Findings from independent agent review + spot-checks: BLOCKERS: - US-007: premise false (no .prof files tracked); converted to verify-only - US-008a-i/ii: false 'broken-commit' premise — tests don't reference csv/ paths at runtime (they use SimpleUploadedFile inline). Collapsed into single atomic US-008a. - US-014: safe_cache_delete is intentionally re-exported (consumed by test_cache_refactor.py); story now targets only Avg + Author. - US-022: dropping Book.objects.get() refetch produced stale global_read_count and broke niche-book stats; replaced with book.refresh_from_db(fields=['global_read_count']). - US-024c: cache key was 'recs_<id>' but actual is 'user_recommendations_<id>'; also documented anon mirror. - US-031a: explicit AC bullet for @patch decorator targets (test_cache_refactor.py:273 was a hidden footgun). - US-033: deletion range was wrong (would have deleted hot-path community- averages refresh, not the legacy backfills). Narrowed scope with identifying characteristics. - US-034: removed entirely — both 'unreachable' guards have explicit tests (test_currently_reading:22-25, test_sanitize_review:50). Simplification not worth test-update churn. Marked passes=true at scaffold. HIGH: - US-027: rate_limit='30/m' is NOT present on enrich_book_task today; AC must ADD it (was 'confirm'). - US-005: import existing ALLOWED_COMMANDS from core/admin instead of redefining as second source of truth. - US-041: rephrased 'add' → 'promote to module level' for BATCH_LIMIT / AGE_THRESHOLD_DAYS (already exist function-local). - US-042: replaced specific line numbers with grep guidance. - US-001: explicit scope to anonymous branch of upload_view. PRD-WIDE: - §4 conventions: explicit note that line numbers are advisory; re-anchor on symbols (codebase has shifted since triage). prd.json regenerated from updated markdown. US-000 and US-034 are pre-passed (Ralph skips them). 69 stories total.

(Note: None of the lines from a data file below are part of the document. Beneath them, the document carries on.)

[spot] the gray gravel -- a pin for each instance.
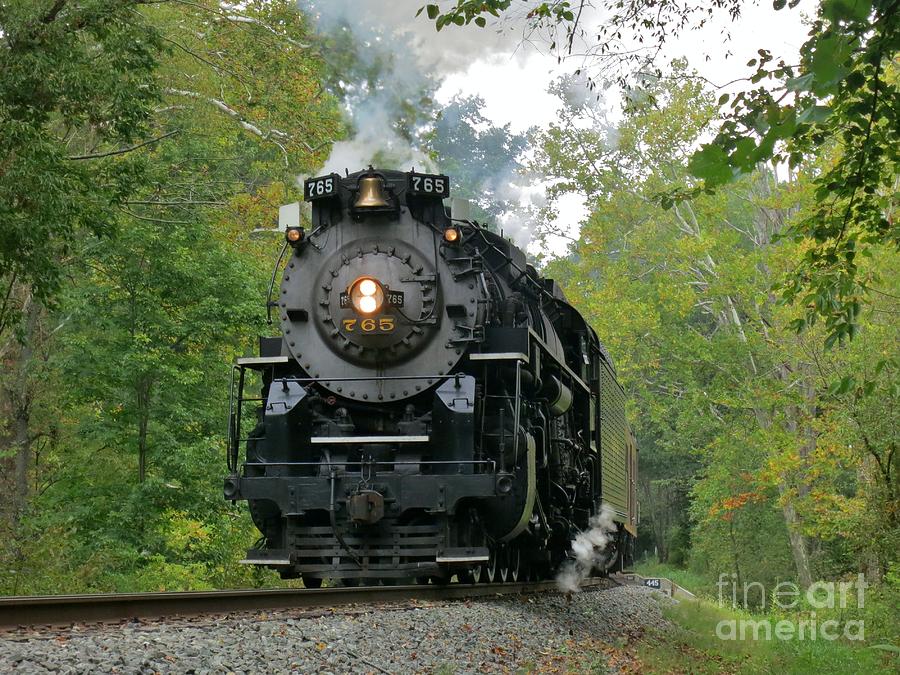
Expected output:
(495, 635)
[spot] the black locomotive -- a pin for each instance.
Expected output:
(433, 407)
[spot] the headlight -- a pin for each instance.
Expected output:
(367, 295)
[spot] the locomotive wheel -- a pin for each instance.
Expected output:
(515, 564)
(489, 569)
(470, 576)
(503, 565)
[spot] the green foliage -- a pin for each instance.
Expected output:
(134, 354)
(76, 81)
(736, 419)
(481, 159)
(843, 92)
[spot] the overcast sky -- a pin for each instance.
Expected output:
(512, 76)
(514, 84)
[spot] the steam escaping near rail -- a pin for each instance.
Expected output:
(589, 548)
(398, 64)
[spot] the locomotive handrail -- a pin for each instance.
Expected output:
(374, 377)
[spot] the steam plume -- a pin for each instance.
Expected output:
(589, 548)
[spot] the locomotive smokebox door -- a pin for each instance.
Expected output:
(366, 507)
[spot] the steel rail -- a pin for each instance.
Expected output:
(68, 609)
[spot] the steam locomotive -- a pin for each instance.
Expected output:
(433, 409)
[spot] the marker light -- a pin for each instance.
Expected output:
(367, 295)
(294, 235)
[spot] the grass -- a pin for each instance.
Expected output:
(692, 645)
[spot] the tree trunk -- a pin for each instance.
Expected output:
(22, 399)
(143, 410)
(798, 542)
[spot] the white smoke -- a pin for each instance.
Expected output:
(589, 548)
(411, 57)
(375, 138)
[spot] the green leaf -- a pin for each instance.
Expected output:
(710, 163)
(800, 83)
(815, 114)
(846, 10)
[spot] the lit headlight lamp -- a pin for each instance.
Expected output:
(366, 296)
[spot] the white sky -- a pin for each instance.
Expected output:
(514, 86)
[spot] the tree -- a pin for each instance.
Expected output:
(845, 91)
(484, 161)
(145, 320)
(77, 91)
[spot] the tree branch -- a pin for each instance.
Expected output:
(124, 150)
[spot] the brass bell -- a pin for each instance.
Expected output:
(370, 193)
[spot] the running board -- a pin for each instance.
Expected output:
(265, 561)
(328, 440)
(461, 555)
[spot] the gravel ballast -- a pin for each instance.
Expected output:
(487, 635)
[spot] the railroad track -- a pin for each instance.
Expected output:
(67, 609)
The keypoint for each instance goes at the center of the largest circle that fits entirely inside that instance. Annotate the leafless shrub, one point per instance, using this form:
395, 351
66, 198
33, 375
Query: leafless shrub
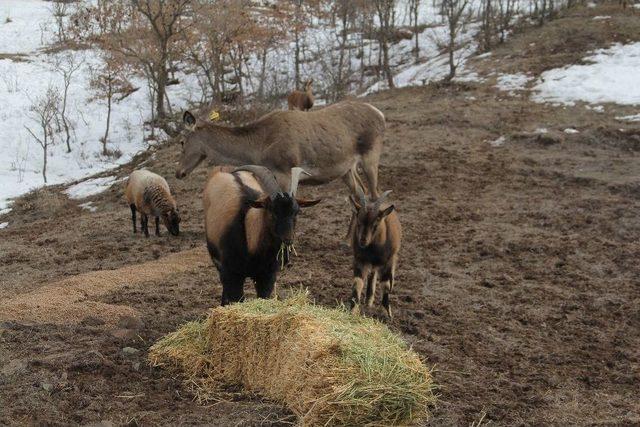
43, 111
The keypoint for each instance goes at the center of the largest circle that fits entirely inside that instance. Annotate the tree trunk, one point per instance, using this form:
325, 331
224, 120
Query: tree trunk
106, 132
64, 116
44, 164
263, 73
297, 59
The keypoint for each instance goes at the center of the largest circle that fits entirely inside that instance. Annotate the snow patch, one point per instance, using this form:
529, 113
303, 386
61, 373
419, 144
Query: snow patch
90, 187
611, 76
513, 82
631, 118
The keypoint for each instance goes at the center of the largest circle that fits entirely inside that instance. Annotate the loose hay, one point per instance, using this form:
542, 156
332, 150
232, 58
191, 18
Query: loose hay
327, 366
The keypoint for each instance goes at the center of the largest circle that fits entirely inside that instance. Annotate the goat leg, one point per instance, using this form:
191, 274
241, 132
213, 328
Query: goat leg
133, 216
371, 288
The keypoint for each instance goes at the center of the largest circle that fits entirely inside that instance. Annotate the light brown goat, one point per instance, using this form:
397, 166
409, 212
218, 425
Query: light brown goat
299, 100
248, 219
376, 243
149, 193
329, 143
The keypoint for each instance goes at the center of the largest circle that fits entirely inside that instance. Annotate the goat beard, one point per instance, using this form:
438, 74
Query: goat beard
284, 254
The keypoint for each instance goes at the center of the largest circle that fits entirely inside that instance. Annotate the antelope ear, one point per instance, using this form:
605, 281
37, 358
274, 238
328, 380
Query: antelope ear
303, 203
386, 212
354, 203
189, 119
261, 203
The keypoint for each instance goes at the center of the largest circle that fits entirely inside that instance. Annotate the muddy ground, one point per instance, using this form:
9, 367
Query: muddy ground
518, 281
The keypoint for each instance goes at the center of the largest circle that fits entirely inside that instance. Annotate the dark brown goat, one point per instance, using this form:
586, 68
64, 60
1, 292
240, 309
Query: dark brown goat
301, 100
329, 143
248, 219
376, 243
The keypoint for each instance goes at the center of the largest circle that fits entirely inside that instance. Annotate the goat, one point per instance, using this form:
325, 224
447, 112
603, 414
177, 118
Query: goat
328, 143
149, 193
299, 100
248, 219
375, 243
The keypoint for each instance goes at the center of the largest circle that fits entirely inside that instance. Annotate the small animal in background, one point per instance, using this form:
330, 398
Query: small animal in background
299, 100
250, 225
376, 243
149, 193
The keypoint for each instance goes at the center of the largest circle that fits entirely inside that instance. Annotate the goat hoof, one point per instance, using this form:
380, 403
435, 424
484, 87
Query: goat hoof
355, 309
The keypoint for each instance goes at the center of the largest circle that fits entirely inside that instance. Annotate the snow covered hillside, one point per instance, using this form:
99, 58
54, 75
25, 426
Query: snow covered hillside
26, 27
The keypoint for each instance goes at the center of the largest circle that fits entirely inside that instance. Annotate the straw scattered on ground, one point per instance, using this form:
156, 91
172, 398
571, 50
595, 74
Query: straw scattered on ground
327, 366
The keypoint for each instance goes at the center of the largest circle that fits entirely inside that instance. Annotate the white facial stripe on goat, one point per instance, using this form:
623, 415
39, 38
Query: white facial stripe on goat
249, 180
254, 221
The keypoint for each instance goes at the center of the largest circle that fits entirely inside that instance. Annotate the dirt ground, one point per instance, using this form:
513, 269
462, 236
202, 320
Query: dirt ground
518, 280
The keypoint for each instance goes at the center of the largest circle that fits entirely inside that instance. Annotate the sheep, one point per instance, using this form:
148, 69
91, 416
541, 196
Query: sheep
149, 193
299, 100
248, 222
376, 243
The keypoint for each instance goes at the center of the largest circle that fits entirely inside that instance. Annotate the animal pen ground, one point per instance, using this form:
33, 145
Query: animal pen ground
518, 278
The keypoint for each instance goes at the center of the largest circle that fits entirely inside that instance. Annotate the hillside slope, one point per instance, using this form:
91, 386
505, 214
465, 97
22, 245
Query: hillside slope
518, 278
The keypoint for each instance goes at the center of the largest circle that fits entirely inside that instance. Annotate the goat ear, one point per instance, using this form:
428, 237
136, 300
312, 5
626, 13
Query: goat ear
261, 203
303, 203
386, 212
354, 203
188, 118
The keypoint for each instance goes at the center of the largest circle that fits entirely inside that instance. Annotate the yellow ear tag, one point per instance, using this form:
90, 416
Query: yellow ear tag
214, 115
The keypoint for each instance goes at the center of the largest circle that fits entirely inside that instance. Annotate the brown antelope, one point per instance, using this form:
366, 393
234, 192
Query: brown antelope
327, 143
299, 100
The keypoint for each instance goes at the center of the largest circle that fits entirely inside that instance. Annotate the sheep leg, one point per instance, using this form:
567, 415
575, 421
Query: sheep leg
388, 278
144, 224
359, 274
371, 288
133, 217
232, 287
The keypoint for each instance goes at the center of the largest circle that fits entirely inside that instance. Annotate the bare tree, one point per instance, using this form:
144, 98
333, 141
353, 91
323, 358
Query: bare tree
107, 81
487, 24
43, 110
456, 16
148, 34
505, 14
60, 10
385, 10
414, 10
66, 66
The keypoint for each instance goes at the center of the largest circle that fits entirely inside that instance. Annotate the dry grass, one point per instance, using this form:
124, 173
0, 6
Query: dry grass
326, 366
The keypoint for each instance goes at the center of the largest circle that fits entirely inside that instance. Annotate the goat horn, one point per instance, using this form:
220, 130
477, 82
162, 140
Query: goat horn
360, 194
382, 198
264, 176
295, 178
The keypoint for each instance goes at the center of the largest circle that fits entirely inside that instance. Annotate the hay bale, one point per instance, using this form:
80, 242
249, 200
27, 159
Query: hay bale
327, 366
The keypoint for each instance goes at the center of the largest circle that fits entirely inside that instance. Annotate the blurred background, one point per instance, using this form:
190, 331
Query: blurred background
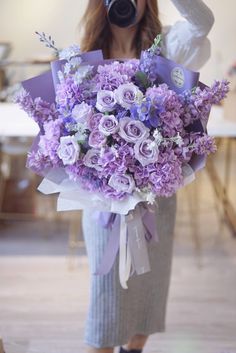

…oad time Anonymous branch of upload_view now ensures session_key exists, then writes task_owner_<task_id> to Redis (TTL 3600s) so US-002/US-003 can refuse cross-session task lookups. Adds positive e2e test covering both the session binding and the cache write.

…to caller's session Gate strict ownership behind ENFORCE_TASK_OWNERSHIP env flag (default False); legacy traffic still passes but each unowned lookup logs a WARNING so operators can drain pre-US-001 task IDs before flipping the kill-switch in production.

…n session_key signup_view now (a) validates POSTed task_id_to_claim matches session["anonymous_task_id"] before account creation and (b) captures pre_login_session_key before login() rotates it. The captured key is passed to claim_anonymous_dna_task, which verifies it against task_owner_<task_id> in cache and aborts the claim on mismatch. Closes the signup-time DNA hijack hole: a stolen task_id can no longer be used to inherit a stranger's library because the session_key bound at upload (US-001) must match the key the signup view captures.

…oduction

…t_command_task Extract ADMIN_COMMANDS + ALLOWED_COMMANDS out of core/admin.py into a new core/management_command_registry.py module. core/admin.py imports them from there (same frozenset object), and run_management_command_task now guards its first line with `if command_name not in ALLOWED_COMMANDS: raise ValueError(f"command not allowed: {command_name}")`. This is defence-in-depth on top of the existing command_run_api check in core/admin.py: a caller who publishes directly to the Celery broker (bypassing the HTTP layer) can no longer invoke an arbitrary management command. Avoids a circular import by putting the registry in its own module — core/admin.py already does a deferred `from .tasks import run_management_command_task` inside command_run_api, so importing ALLOWED_COMMANDS from admin into tasks would invert that at startup.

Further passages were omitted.